A pesar de ofrecer al clero secular 500 pesos anuales, y prometerles las mejores parroquias de las ciudades al cabo de dos años, el obispo de Quito (Pedro Ponce Carrasco) tuvo que recurrir al arbitrio de ordenar, con poca o ninguna preparación, a cuantos desearon ser párrocos en los pueblos de las misiones, cosa que hicieron 18 individuos.

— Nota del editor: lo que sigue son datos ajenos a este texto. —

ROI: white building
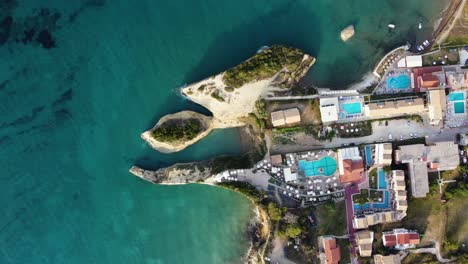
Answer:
[406,55,422,68]
[320,97,340,123]
[375,143,393,166]
[283,168,297,182]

Los padres jesuitas que habían bregado con la selva, que se habían integrado en ella, que habían fundado pueblos, aprendido idiomas y explorado rutas alternativas fueron obligados a salir de sus reducciones y a emprender, por distintas vías, el viaje de regreso a España en condiciones vejatorias. Los misioneros del río Napo y de Lamas, se enfrentaron a maltrato general y a la escasez de comida, en Panamá que les hizo a enfermar. El primero en morir fue el Provincial de Quito. El día de su sepelio, según decreto del Gobernador, no se doblaron las campanas al haber muerto excomulgado, en calidad de reo del Estado, y en desgracia del rey. En el traslado hasta Cartagena, y en tan solo cinco días de navegación en barcos negreros infectados por la peste, ocho jesuitas más se contagiaron y murieron. Los supervivientes, siete misioneros del Napo, más dos de Lamas, desembarcaron en Cartagena el 25 de marzo de 1769 y volvieron a embarcar rumbo a España el 12 de mayo, con otros 16 jesuitas de diversas provincias. Llegaron al Puerto de Santa María, el 1 de septiembre de 1769, tras más de un año de viaje.
El viaje de sus compañeros, los 19 misioneros del Marañón fue también un calvario pues a las medidas adoptadas, para su detención y encarcelamiento, sobre todo, en Pará y Lisboa, tuvieron que añadir las psicológicas de su propio Superior, a quien las circunstancias trastornaron el juicio, de tal modo que instó a los misioneros a destruir cualquier papel que pudiera comprometerles. Así se perdieron en la hoguera apuntes y noticias sobre las misiones, notas sobre las diversas lenguas del Marañón, diarios, papeles espirituales, libros de Ejercicios Espirituales, y en especial todas las obras en folio que uno de los misioneros, el Padre Deubler, llevaba para imprimir en su provincia.
La crónica de este viaje la refiere con grandes dosis de ironía el padre Manuel de Iriarte en su “Diario”. Algunas de las escenas más duras son la última navegación durante 40 días y 40 noches en completo silencio por ese río Marañón que tanto tantas veces antes han recorrido, la muerte de dos de sus miembros más ancianos que no son capaces de soportar las condiciones del viaje y las vejaciones o las que se refieren a su llegada a Pará, donde harán escala para esperar el siguiente transporte y donde la tripulación espera a la medianoche para desembarcarles de uno en uno para que no puedan ver a nadie, ni ser vistos, bajo pena de muerte.
A su llegada a Lisboa serán recluidos en una prisión, y dos meses después, embarcados rumbo a Cádiz, donde arriban definitivamente al puerto de Santa María un 18 de julio de 1769. Después de una año de viaje, y de innumerables horas y sufrimientos empleados al servicio del rey, después de sus estudios e informes para el aprovechamiento estratégico de los recursos del Amazonas, después de haber instruido en la lengua española a un número ingente de indios, los supervivientes de las misiones del Marañón, como sus compañeros del Napo y Lamas, a la llegada a su patria, solo encontraron en el puerto al contingente de soldados que esperaban para prenderlos. Jamás regresarán al Amazonas, su valiosísimo caudal de información se perderá y la mayoría de ellos protagonizarán un auténtico periplo en busca de un país que les de cobijo. Pero esa ya es otra historia.